Es gibt eine Redewendung, die ausschließlich kinderlose Erwachsene verwenden. Die Worte „Das ist doch ein Kindergeburtstag!“als Synonym für eine simple, nette Aufgabe würden Eltern nie in den Mund nehmen. Denn unkompliziert – falls sie es jemals waren – sind Kindergeburtstage und vor allem die dazugehörigen Feiern schon lang nicht mehr. Dabei ist die Frage der Einladungspolitik nur der Anfang.
Vor allem in der Stadt werden Kinder immer weniger zu Feiern eingeladen, die zu Hause stattfinden. Topfklopfen oder Luftballontanz steht nicht mehr auf dem Programm, die Geburtstagsindustrie beschränkt sich nicht mehr auf das Ausblasen der Kerzen. Die Möglichkeiten sind beinahe grenzenlos. Die Indoor-Spielplätze haben rein zahlenmäßig noch die Hoheit, dort laufen am Wochenende Heerscharen von überzuckerten Kindern in verschwitzten T-Shirts ferngesteuert die Rutschen verkehrt hinauf.
Dass Kindergeburtstage professionell organisiert werden, ist keine neue Entwicklung. Stretchlimousinen für den Indoor-Spielplatz, ausgefallene, teure Torten und durchgeplante Programme gibt es schon länger. Doch in den vergangenen Jahren kamen vermehrt Angebote hinzu, die die Kinder historisch, kulturell und vor allem naturwissenschaftlich bilden sollen. Auf den Internetseiten, die die Geburtstagsfeiern bewerben, kann man Sätze wie diesen lesen: „Kinder glauben, dass sie nur Spaß haben, gerade dadurch bleibt viel an Information in ihren Köpfen verankert.“
Das Angebot ist vielfältig: Der Schönbrunner Zoo lockt etwa mit Spezialführungen zu den Lieblingstierarten des Geburtstagskindes oder gibt Einblicke in Artenschutzprojekte. Im Naturhistorischen Museum kümmern sich Museumspädagogen um die Bildung der Kinder, im Belvedere dürfen sie in barocke Kostüme schlüpfen, bevor es anschließend zu einem Kreativworkshop im Atelier geht. Im Architekturzentrum Wien können Kinder bei ihrer Geburtstagsfeier „eine Zeitreise durch die Geschichte des Wohnens“unternehmen und auf der UraniaSternwarte Beobachtungen durch das Teleskop anstellen.

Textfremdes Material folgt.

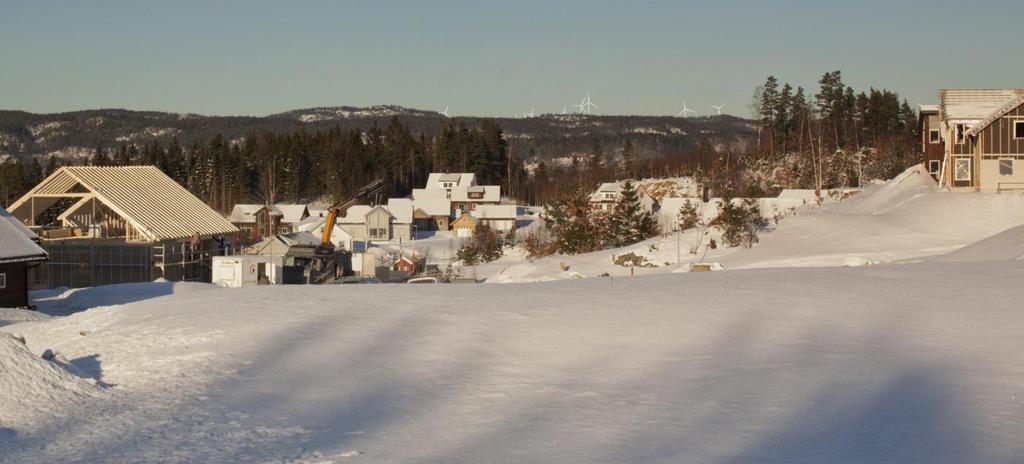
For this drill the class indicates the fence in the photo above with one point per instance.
(75, 265)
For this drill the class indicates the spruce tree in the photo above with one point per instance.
(629, 222)
(628, 168)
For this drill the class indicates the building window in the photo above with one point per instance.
(962, 170)
(1006, 167)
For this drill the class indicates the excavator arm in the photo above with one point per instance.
(369, 191)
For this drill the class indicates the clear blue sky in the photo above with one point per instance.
(488, 58)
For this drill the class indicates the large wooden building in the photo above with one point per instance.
(115, 224)
(18, 252)
(982, 138)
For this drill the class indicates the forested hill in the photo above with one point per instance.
(75, 135)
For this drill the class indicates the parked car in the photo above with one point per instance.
(422, 281)
(357, 280)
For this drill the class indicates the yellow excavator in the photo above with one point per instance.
(326, 264)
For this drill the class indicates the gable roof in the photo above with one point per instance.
(355, 215)
(971, 106)
(244, 213)
(433, 206)
(153, 203)
(995, 115)
(290, 213)
(460, 179)
(488, 193)
(495, 212)
(16, 242)
(401, 209)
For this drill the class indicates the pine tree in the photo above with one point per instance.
(629, 222)
(628, 168)
(99, 157)
(688, 216)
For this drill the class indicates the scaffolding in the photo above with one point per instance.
(90, 264)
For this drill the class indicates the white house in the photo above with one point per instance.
(500, 218)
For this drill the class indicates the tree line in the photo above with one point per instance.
(324, 165)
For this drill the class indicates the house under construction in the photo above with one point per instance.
(116, 224)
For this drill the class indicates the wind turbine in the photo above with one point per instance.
(586, 104)
(685, 110)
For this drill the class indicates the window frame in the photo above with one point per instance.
(960, 133)
(1010, 161)
(970, 166)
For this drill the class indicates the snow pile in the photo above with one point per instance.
(914, 363)
(901, 219)
(33, 388)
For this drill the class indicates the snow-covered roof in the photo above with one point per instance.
(460, 179)
(16, 242)
(355, 215)
(401, 209)
(154, 204)
(290, 213)
(995, 115)
(244, 213)
(491, 194)
(495, 212)
(606, 187)
(433, 206)
(974, 104)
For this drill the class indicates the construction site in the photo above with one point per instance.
(104, 225)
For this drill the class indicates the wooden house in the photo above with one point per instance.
(18, 253)
(464, 226)
(932, 145)
(115, 224)
(983, 135)
(256, 222)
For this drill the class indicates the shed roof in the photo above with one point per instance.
(974, 104)
(16, 242)
(244, 213)
(995, 115)
(495, 212)
(153, 203)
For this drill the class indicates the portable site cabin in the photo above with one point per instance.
(18, 252)
(116, 224)
(246, 270)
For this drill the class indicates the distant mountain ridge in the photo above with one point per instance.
(74, 135)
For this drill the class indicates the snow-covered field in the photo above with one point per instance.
(783, 357)
(906, 218)
(900, 363)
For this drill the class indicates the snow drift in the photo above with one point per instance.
(33, 388)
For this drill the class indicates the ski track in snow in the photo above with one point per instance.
(915, 362)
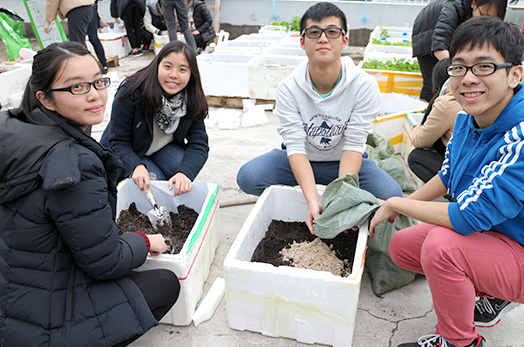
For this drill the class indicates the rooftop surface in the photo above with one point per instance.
(402, 315)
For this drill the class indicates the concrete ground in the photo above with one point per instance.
(399, 316)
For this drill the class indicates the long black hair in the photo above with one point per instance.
(146, 79)
(47, 64)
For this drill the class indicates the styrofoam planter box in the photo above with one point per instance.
(307, 305)
(392, 114)
(13, 81)
(408, 83)
(113, 43)
(192, 263)
(267, 71)
(224, 74)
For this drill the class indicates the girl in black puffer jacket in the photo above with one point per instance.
(66, 277)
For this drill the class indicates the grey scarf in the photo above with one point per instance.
(170, 113)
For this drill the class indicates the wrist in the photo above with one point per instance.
(146, 240)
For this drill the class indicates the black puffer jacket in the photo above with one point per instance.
(62, 263)
(203, 20)
(117, 7)
(436, 23)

Im Technischen Museum gibt es zweistündige Workshops wie „Das verrückte Labor“, bei dem die Kinder die Geheimnisse des Alltags erforschen sollen und viele Experimente auf sie warten. Meist dauert das Programm etwa zwei Stunden, die Eltern geben dafür um die 300 Euro aus, oft auch mehr. Feiern im Labor. Martin Pieler kann man seit etwa einem Jahr für Wissenschaftspartys buchen. Er arbeitet für den Verein Science Pool, der vor allem Workshops in Schulen durchführt, aber als Nebenzweig auch Feiern mit Experimenten anbietet. Vor fünf Jahren startete Science Pool damit recht spontan, die Nachfrage stieg rasant, bis schließlich die Preise verdoppelt wurden. Knapp 300 Euro zahlt man nun, wenn man zum Feiern ins Simmeringer Labor fährt, 400, wenn Pieler zum Geburtstagskind nach Hause kommen soll.

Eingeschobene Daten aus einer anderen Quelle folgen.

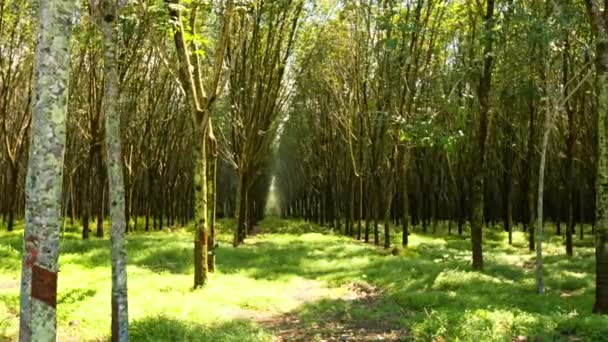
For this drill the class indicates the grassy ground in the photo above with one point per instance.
(297, 283)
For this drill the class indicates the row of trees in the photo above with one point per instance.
(135, 118)
(414, 112)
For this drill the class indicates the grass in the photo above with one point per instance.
(428, 290)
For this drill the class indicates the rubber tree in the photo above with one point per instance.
(201, 92)
(600, 26)
(44, 180)
(106, 13)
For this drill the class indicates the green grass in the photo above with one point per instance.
(428, 290)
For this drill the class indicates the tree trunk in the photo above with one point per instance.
(108, 11)
(44, 182)
(601, 247)
(200, 209)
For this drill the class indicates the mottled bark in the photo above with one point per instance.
(200, 210)
(107, 12)
(44, 180)
(598, 19)
(483, 91)
(212, 197)
(540, 287)
(601, 248)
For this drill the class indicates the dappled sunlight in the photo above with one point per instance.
(427, 291)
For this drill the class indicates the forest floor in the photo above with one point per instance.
(293, 282)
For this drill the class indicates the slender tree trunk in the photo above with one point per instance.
(212, 179)
(601, 247)
(12, 181)
(539, 220)
(201, 263)
(406, 215)
(108, 12)
(44, 182)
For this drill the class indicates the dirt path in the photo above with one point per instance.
(338, 325)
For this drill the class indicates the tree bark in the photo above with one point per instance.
(44, 182)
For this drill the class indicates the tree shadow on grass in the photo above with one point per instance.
(75, 295)
(165, 328)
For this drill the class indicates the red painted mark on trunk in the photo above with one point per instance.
(44, 285)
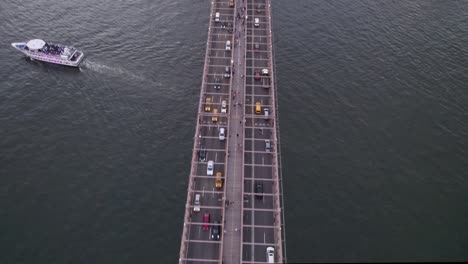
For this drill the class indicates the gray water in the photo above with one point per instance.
(373, 102)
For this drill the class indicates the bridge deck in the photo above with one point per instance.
(250, 221)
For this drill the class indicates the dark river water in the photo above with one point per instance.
(373, 100)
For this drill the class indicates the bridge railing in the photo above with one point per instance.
(277, 183)
(196, 141)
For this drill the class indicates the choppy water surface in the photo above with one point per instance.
(374, 120)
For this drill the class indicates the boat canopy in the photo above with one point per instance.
(35, 44)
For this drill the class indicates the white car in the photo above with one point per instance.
(224, 106)
(196, 204)
(271, 255)
(210, 168)
(257, 22)
(222, 133)
(266, 111)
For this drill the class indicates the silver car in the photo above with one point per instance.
(210, 168)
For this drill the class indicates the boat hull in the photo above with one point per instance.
(48, 57)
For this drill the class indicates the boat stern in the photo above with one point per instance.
(19, 45)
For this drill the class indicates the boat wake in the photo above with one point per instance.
(114, 71)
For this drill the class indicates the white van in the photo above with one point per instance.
(267, 145)
(266, 111)
(257, 22)
(222, 133)
(270, 255)
(196, 204)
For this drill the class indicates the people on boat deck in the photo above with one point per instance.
(51, 49)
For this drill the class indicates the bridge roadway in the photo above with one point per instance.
(249, 221)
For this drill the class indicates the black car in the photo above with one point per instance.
(217, 83)
(202, 154)
(258, 190)
(215, 231)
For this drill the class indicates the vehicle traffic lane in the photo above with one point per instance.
(209, 251)
(258, 133)
(258, 172)
(260, 158)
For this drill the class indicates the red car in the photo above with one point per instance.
(206, 220)
(257, 75)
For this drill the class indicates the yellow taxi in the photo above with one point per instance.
(258, 108)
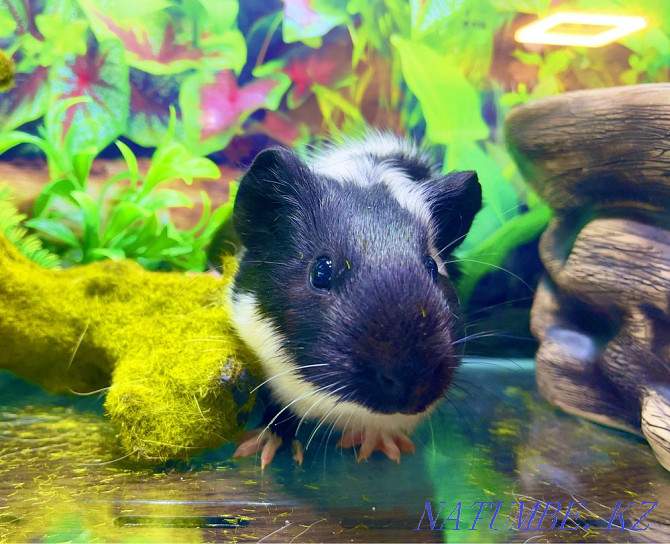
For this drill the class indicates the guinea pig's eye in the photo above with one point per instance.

Zwei Stunden lang werkelt er bei seiner Vorführung mit Trockeneis und Flüssigstickstoff, das Geburtstagskind und seine Gäste bauen aus Alltagsdingen Löffelkatapulte oder eine Armbrust, beschäftigen sich mit Aggregatzuständen und Regenbogenbrillen, durch die man das aufgespaltene Licht sehen kann. „Die Kinder sind meist sechs bis zehn Jahre alt“, erzählt Martin Pieler. Für manche Kinder sei es trotz der vielen Erklärungen nur eine Show, die Spaß mache. Andere würden ihn aber mit Fragen löchern und mehr über die Hintergründe erfahren wollen. Ehrgeizige Väter und Mütter. „Aus den Gesprächen mit den Eltern weiß ich, dass es eher nicht um den schnellen Spaß geht“, sagt der Chemiker. „Die Kinder sollen etwas mitnehmen. Wenn sie etwas schnell begreifen, sind die Eltern sehr stolz.“Freilich seien eher die Mütter oder Väter an dieser Art von Feier interessiert, aber es gebe durchaus auch Kinder, die sich konkret eine Party mit Experimenten wünschen. „Die Schere geht allerdings weit auseinander. Bei einer Feier hatte ich einmal ein sechsjähriges Mädchen, das die Polymerisation wirklich zu verstehen schien. Und daneben einen achtjährigen Buben, der es nicht schaffte, ein Klebeband abzureißen.“Beim Versuch zur Polymerisation, erklärt Pieler, würde er zwei Moleküle zu einem verknüpfen. Er zeige den Kindern dabei, dass der Aufbau der Welt mit Legosteinen vergleichbar sei.
Im Prinzip buchen Eltern damit einen Workshop für einen Geburtstag, nur die Teilnehmer wissen das nicht. Diese Diskrepanz sehen auch die anderen Anbieter: „Die Kinder sollen nicht das Gefühl haben, bei einem Geburtstag zum Lernen gezwungen zu werden. Man muss den Spagat zwischen Feiern, Spaß und Wissensvermittlung schaffen“, erzählt Klaus Kie- neswenger. Er ist beim Planetarium Wien und bei der Kuffner- und UraniaSternwarte für die Kinderpartys zuständig. Das Interesse nehme stark zu, erzählt er. Mittlerweile würde man rund 40 Partys im Monat ausrichten – viel mehr sei nicht möglich, manche Eltern müsse man auch vertrösten. Die Feiern rund um Universum, Sterne, Planeten und schwarze Löcher werden vor allem für Kinder im Volksschulalter gebucht, im Planetarium gibt es aber auch Partys für Vierjährige. Man achte darauf, die Kinder nicht zu überfordern, sagt Kieneswenger.
Woher der Trend zu naturwissenschaftlichen Feiern kommt, kann auch er nicht genau erklären. Er glaubt, dass momentan generell das Interesse an den Naturwissenschaften steige. Man könnte allerdings auch mutmaßen, dass Kindergeburtstage bisweilen zu einer Prestigeveranstaltung geworden sind. Oder dass tatsächlich eine gewisse Bildungspanik herrscht, wie sie der Soziologe Heinz Bude ortet.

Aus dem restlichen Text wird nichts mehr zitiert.